William Atherton was a Kentucky Rifleman who fought at the Battle of Frenchtown in the War of 1812. He wrote a memoir of defeat (Audio Version Here) and his subsequent capture and imprisonment first at the hands of native tribes people and then with the British.
The memoir has a detailed account of the time he spent as a captive of the Indians. The tribe he was with lived a hunter gatherer lifestyle. (According to Caesar, my ancestors did the same 2000-ish years ago.) Their lifestyle as described by Atherton lacked comfort and the quality of day to day life was largely a function of the availability of game to eat. The life was one of day to day drudgery--a nonstop quest for the next meal. According to Atherton, his captors had no calendar and no concept of weeks or months.
The most important characteristic of grains that makes agriculture and civilization possible is they can be stored--almost indefinitely--in the right conditions. A grain silo is essentially a version of solar storage. One ton of wheat (which you could get from one acre of land) yields roughly 2000 loaves of bread. Storing grain insulates people from the type of privation and drudgery that plagued Atherton's captors.

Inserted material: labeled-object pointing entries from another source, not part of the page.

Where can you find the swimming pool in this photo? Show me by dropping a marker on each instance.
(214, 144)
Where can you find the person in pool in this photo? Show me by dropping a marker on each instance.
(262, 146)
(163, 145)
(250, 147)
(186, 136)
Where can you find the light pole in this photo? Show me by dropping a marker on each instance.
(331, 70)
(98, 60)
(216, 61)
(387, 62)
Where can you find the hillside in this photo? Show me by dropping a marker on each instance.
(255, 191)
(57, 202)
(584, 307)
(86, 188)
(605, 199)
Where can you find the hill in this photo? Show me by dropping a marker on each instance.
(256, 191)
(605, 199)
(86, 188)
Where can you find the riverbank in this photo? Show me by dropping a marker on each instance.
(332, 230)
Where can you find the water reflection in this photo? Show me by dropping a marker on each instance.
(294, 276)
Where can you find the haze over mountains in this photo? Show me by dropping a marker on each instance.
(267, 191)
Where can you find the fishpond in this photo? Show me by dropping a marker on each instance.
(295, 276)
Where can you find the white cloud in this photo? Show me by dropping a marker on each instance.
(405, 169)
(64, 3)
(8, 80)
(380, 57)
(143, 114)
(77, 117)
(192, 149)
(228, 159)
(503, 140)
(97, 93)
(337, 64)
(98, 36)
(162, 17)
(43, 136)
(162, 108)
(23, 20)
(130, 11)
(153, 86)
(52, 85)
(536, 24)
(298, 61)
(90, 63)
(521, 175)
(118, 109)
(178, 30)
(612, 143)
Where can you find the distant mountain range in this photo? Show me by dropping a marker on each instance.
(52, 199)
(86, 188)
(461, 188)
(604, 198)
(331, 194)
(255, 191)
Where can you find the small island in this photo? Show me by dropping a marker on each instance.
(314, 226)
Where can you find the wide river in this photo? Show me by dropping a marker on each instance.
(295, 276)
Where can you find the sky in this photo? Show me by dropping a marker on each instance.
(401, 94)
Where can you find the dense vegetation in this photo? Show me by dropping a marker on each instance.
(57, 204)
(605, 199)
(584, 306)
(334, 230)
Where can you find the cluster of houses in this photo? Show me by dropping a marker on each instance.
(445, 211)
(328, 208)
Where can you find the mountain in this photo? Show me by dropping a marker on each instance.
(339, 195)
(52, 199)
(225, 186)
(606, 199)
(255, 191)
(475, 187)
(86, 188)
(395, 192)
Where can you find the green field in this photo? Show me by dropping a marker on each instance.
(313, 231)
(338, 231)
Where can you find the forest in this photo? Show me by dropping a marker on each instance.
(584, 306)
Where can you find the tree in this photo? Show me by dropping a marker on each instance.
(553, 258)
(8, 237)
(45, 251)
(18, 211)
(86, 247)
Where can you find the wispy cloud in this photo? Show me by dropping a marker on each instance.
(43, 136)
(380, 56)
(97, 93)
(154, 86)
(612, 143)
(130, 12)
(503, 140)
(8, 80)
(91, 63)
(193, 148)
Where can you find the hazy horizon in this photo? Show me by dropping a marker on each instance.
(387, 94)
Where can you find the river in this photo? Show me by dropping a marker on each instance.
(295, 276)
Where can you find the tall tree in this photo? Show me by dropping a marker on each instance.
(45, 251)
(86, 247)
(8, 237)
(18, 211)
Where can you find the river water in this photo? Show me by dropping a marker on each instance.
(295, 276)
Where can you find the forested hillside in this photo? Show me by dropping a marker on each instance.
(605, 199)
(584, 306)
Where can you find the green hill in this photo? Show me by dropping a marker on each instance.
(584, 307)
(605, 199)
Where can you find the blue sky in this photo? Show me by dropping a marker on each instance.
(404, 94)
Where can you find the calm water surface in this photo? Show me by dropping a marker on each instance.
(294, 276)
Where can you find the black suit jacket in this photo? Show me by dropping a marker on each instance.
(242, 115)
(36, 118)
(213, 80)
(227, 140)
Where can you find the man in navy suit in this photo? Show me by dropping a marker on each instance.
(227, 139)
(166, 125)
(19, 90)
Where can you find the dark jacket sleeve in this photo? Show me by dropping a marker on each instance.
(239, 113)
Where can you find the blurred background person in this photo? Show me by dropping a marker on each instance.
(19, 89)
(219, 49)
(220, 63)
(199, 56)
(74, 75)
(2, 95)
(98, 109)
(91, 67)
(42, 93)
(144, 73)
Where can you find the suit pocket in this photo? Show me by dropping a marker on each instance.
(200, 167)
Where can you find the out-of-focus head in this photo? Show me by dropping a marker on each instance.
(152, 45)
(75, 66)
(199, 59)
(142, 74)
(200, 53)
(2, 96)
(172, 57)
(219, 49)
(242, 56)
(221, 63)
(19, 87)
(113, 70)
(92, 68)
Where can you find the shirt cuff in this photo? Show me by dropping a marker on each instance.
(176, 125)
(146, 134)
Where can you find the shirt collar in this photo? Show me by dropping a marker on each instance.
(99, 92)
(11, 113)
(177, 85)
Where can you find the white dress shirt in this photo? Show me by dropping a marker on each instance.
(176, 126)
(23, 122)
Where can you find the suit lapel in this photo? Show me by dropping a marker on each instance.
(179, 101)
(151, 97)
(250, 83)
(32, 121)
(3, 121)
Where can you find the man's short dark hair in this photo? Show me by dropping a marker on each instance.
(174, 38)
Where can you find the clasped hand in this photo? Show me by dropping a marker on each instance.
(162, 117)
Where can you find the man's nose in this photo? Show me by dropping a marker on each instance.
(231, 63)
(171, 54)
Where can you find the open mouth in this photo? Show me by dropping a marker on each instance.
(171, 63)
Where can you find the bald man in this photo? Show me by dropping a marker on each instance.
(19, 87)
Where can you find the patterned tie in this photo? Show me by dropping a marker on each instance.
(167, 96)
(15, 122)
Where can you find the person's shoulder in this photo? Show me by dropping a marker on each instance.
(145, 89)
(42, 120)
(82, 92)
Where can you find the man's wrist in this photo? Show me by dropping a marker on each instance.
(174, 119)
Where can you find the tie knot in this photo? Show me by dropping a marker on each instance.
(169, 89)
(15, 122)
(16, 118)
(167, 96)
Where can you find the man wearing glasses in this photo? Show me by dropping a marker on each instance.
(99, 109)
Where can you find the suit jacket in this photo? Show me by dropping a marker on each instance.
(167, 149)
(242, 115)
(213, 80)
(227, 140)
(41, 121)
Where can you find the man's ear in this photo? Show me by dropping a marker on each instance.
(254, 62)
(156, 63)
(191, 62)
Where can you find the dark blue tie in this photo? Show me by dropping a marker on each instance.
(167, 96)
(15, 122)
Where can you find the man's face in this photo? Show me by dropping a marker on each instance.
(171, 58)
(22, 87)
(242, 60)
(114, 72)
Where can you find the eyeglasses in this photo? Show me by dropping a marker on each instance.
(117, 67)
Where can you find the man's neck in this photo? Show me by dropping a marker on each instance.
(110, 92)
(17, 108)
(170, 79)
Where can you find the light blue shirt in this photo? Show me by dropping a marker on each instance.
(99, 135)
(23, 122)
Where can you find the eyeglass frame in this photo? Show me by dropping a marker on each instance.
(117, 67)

Agriculture and cities remove people's dependence on nature for sustenance and creates dependence on systems of their own design--engineered systems, e.g. grain silos. Natural systems of life evolve over ages to be stable, or to return to stability, over a huge range of conditions. Engineered systems, by contrast, only tend to be stable over the range of conditions people imagined, and when they fail, they typically have no ability to restore themselves.